小さな手のひらにには、確かに俺が使っている定期券ケースが乗っていた。
「あっ、俺の……すみません、ありがとうございます」
恐らく電車の中でスマホを操作していたため、スマホを取り出す際にポケットから落ちてしまったのだろう。

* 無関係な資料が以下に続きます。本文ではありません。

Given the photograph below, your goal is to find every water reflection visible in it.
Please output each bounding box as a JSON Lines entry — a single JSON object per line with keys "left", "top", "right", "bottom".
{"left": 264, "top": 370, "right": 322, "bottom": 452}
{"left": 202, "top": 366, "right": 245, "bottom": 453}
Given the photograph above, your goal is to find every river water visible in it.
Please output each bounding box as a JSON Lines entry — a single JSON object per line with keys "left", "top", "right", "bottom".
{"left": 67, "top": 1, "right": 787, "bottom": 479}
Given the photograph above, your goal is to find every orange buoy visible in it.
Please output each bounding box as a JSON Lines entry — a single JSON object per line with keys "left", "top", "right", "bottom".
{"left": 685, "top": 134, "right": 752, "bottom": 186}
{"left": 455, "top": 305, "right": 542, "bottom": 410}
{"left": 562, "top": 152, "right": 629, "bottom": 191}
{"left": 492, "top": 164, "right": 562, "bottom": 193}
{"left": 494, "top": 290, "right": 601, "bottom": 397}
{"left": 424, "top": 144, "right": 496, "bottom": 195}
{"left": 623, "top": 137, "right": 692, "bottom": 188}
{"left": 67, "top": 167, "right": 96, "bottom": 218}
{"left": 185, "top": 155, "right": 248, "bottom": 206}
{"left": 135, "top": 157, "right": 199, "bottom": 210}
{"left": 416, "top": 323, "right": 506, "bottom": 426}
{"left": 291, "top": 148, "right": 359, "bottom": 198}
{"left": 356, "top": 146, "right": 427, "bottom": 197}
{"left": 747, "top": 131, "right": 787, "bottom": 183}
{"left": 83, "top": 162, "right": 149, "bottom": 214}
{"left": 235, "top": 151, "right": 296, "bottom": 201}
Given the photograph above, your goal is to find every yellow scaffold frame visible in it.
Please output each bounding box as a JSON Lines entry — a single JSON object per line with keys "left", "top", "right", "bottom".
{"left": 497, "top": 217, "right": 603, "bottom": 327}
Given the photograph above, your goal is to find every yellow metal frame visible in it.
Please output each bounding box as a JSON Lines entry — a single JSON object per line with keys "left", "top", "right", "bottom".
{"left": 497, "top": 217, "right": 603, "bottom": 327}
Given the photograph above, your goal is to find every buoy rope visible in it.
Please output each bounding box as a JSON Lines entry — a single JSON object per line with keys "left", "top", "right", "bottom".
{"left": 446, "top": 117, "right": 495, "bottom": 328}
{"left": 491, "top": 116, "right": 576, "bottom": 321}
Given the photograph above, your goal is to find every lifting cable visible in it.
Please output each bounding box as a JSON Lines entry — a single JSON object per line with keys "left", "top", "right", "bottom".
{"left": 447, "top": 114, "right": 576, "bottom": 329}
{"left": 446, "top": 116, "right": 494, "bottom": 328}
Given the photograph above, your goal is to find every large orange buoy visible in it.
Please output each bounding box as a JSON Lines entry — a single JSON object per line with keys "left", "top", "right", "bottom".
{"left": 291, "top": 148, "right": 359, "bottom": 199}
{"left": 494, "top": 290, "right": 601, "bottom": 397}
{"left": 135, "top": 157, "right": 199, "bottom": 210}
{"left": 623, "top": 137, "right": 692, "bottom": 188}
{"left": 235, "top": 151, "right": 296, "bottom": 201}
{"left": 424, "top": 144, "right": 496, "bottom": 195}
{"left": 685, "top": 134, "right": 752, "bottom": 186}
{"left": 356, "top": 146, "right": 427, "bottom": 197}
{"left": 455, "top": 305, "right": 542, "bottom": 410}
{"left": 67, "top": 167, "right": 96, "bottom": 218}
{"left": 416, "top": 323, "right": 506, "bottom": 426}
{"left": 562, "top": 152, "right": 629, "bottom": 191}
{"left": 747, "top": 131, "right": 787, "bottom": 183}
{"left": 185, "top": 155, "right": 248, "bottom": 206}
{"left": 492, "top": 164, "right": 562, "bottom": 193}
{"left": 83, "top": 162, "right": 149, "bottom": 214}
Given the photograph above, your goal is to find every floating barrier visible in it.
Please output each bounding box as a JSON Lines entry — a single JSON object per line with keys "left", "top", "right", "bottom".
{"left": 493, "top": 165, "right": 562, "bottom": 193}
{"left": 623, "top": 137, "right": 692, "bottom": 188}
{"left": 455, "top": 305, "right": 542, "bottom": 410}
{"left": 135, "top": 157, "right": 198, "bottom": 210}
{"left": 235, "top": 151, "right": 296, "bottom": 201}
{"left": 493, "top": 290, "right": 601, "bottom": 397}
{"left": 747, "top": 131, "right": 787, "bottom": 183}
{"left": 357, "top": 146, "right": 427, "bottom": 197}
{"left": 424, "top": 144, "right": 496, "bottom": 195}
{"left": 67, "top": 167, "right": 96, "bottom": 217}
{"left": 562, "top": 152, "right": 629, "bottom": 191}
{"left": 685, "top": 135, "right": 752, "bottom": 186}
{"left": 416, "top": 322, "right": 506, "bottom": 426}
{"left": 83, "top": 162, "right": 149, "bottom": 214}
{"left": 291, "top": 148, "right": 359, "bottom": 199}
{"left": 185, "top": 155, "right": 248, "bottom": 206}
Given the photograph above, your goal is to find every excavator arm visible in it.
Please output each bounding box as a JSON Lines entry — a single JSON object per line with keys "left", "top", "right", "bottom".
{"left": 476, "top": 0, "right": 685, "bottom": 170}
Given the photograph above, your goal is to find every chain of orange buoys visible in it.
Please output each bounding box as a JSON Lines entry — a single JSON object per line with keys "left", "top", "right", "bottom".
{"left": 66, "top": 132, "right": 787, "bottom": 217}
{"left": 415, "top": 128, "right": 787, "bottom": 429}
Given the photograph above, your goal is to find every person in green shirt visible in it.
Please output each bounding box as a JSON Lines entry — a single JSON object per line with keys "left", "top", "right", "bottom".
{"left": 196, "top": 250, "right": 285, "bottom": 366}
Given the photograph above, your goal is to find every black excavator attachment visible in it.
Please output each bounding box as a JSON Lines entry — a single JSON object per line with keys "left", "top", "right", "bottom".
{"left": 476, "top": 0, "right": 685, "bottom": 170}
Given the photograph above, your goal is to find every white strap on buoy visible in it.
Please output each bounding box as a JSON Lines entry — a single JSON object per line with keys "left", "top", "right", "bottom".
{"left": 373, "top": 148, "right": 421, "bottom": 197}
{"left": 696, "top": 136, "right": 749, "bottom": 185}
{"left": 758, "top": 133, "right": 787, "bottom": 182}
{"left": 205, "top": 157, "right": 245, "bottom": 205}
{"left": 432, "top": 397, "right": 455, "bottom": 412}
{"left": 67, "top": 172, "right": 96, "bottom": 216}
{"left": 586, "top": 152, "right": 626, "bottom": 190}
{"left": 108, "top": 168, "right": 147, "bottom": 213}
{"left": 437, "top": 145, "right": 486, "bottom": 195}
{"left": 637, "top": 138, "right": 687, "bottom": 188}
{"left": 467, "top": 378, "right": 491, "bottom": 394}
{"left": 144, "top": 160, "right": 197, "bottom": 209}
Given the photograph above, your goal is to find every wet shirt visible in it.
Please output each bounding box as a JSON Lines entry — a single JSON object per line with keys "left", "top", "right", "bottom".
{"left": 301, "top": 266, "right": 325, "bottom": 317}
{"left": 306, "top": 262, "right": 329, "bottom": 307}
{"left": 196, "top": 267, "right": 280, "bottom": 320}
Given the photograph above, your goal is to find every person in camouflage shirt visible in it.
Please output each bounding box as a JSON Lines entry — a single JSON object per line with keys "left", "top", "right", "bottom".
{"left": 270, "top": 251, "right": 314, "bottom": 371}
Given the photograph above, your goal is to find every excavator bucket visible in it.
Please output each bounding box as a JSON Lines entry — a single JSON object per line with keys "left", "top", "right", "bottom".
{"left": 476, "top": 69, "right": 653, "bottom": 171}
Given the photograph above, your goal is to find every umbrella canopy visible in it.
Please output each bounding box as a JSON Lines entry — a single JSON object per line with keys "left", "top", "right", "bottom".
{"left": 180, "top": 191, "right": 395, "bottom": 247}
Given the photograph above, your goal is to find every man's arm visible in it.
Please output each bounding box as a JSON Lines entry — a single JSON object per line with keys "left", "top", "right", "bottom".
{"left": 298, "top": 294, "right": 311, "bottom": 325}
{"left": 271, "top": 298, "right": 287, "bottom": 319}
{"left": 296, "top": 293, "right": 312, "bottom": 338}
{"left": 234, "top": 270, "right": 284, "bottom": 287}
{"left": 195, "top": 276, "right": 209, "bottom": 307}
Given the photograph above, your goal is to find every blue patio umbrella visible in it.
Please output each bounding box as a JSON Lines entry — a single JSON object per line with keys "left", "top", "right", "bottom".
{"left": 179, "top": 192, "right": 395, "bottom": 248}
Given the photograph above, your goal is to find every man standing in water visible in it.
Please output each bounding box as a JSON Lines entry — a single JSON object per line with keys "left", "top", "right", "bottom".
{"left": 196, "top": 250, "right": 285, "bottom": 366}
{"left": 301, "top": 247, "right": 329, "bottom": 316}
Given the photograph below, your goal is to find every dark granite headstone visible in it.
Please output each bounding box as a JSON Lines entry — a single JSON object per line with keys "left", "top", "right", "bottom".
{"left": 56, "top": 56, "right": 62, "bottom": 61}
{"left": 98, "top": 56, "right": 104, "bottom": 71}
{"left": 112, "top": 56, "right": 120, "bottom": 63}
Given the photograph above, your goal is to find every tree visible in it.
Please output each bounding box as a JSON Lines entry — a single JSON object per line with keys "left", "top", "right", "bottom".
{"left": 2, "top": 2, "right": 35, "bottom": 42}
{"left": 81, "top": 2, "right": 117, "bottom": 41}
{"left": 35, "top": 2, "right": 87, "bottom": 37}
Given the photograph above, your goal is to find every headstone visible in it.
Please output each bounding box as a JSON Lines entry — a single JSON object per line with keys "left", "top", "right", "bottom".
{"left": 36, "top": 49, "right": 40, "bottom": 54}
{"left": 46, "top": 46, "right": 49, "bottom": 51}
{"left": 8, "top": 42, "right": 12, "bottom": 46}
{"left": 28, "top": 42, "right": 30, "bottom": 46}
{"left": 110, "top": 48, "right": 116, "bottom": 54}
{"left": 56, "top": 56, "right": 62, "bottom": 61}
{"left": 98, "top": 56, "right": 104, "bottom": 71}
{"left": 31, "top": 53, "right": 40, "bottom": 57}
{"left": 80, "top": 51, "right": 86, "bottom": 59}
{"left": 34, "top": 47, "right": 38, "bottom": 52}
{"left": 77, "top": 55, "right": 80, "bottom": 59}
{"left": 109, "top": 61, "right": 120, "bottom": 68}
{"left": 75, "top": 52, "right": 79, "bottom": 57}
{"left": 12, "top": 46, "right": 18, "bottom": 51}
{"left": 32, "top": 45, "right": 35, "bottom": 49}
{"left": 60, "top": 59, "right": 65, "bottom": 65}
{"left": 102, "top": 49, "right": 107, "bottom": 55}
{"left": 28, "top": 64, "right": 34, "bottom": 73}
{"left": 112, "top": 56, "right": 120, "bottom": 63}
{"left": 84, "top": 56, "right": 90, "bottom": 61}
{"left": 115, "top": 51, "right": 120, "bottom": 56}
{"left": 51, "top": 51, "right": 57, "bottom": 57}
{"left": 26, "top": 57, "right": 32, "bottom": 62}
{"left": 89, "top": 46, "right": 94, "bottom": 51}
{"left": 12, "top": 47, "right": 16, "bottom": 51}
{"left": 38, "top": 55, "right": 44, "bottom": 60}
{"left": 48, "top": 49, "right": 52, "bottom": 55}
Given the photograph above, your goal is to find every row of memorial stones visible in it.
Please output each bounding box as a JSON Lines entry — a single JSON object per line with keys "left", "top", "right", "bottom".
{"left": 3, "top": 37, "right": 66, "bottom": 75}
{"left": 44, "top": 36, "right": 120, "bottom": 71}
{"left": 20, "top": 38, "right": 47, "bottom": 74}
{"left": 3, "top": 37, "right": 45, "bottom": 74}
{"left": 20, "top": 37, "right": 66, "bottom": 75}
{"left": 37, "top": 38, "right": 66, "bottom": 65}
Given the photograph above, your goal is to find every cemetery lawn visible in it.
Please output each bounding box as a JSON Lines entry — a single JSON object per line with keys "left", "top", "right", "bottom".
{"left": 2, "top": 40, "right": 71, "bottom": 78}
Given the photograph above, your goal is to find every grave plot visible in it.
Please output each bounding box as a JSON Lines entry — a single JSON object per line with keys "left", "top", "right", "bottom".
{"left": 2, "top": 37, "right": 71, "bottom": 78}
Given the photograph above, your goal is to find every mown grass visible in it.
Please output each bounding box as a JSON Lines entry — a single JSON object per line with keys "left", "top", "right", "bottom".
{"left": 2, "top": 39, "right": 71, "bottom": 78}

それを拾ってくれた少女を一目見て、俺は一気に胸が高鳴るのを感じた。
「それじゃ、私、行きますので」
「あ、あの!!」
思わず呼び止めてしまった。
名前が知りたい。
今まで人生で、初対面の人に対して、そこまで熱烈にそう思った事はなかった。
「はい、なんでしょう?」
「本当にありがとうございます、もしかして……一年生ですか?」
「はい、一年生ですけど、あなたは先輩ですか?」
「二年っす」
「でしたら別に、敬語じゃなくてもいいですよ」
可愛いけど、無表情で、ちょっと不愛想だなと思った。
だけど、そんな彼女の態度が余計に俺の興味をそそった。
「あの、俺、二年の倉野遼祐だけど、君は?」
そう問うと、少女は無表情なまま俺を見つめる。
「白瀬紗雪です」
拒否するわけでなく、だけど笑うわけでもなく、淡々と名乗った。
「白瀬……本当にありがとう。俺、改札から出れなくて困るところだったよ」
「いえ、別に、大した事はしてません」
「いや、白瀬は俺の恩人だ。よかったら仲良くしてくれないか?」
そう言って、手を伸ばす。
自分で何をやっているんだろうと思ったけど、無意識に握手を求めていた。
「……まあ、別に構いませんよ。よろしくお願いします」
これが本心なのか、社交辞令だったのか、知る由はない。
だけど白瀬は手を返してきてくれて、俺たちは握手を交わした。
柔らかい手、そして温かい。
だけど握手中も白瀬は無表情だった。
白瀬と握手を交わしているうちに、新たな気持ちが俺の心の中で芽生えていた。
この子の笑っている顔が見てみたいと━━。
* * *
「遼祐ー!! 起きなさい、遅刻するわよ!!」
親の顔と同じぐらい聞いた怒鳴り声で、一気に現実に引き戻される。
目を覚ますと俺の部屋の天井が視界に入る。
カーテンの隙間から日光が入り込んでいて、ベッドに横たわっているという現状から、今が朝であるとようやく認識した。
夢、か。
白瀬と出会った時の夢を見た。
そうか、今日も学校。
ということは通学路で白瀬と会える。
そう思ってウキウキしながら朝の支度を終え、朝食を取りに居間へ降りる。
「全くアンタはいつも起きるの遅いんだから、早く食べて学校行きなさい」
「はーい……眠い」
四十歳にしては若作りだけど、喉元とか指先に隠せない年齢を感じる母親からの叱咤を適当に受け流しながら、俺は朝食を取った。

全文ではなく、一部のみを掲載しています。